Pre-retirees need a refresher course. And fast.

When MetLife asked 1,213  56- to 65-year-olds about the income they'll need and the expenses they'll have, most had only five correct answers  to the 15 questions. That's not good. In 2008,responders got six of the 15 questions right. 

Oh boy. time to go back to the drawing board. After all Americans are not getting any younger.

According to the results released Tuesday by the MetLife Mature Market Institute, misperceptions include: : 

  • Social Security - only 17 percent knew that delaying benefits by three years would add 24 percent to the amount they receive.
  • Retirement income - Only 45 percent knew that they will need 80 percent of their pre-retirement income to keep their current standard of living.
  • Savings - 40 percent didn't know that experts suggest spending only 4 to 6 percent of savings a year. Most wrongly thought spending 7 to 15 percent was fine. 
  • Long-term care insurance - 42 percent incorrectly believe that health insurance, Medicare or disability insurance will cover the cost of long term care

But respondents did get a few things right.

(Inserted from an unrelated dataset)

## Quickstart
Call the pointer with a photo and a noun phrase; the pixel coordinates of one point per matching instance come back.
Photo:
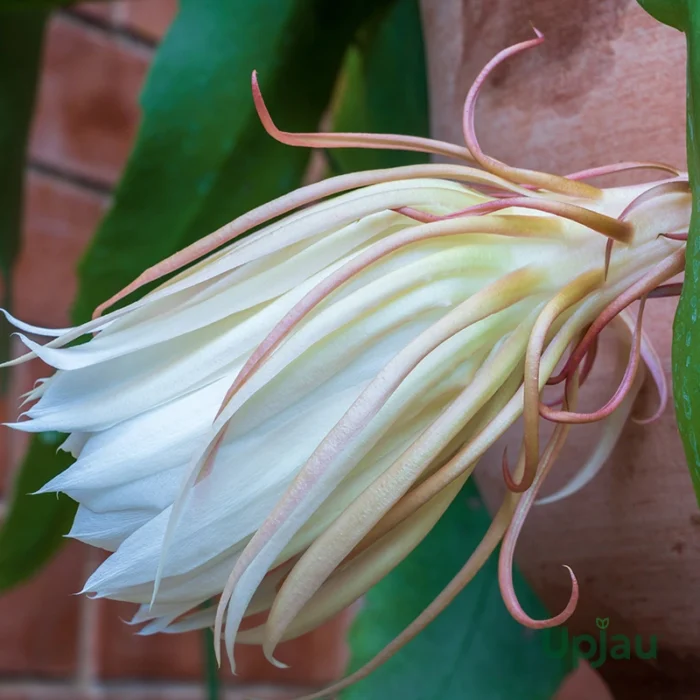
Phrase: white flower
(280, 424)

Most understood they will live longer and need to plan while they still working. A healthy 87 percent are planning to work longer or have jacked up their 40(k) contributions. And 62 percent have sought professional financial advice.

Still, it's not enough.

"Everyone knows they're likely to live longer, but most don't realize that can mean living past age 85,’’ said MetLife Institute director Sandra Timmermann. “And they fail to calculate how much money they will need for a steady and lasting income."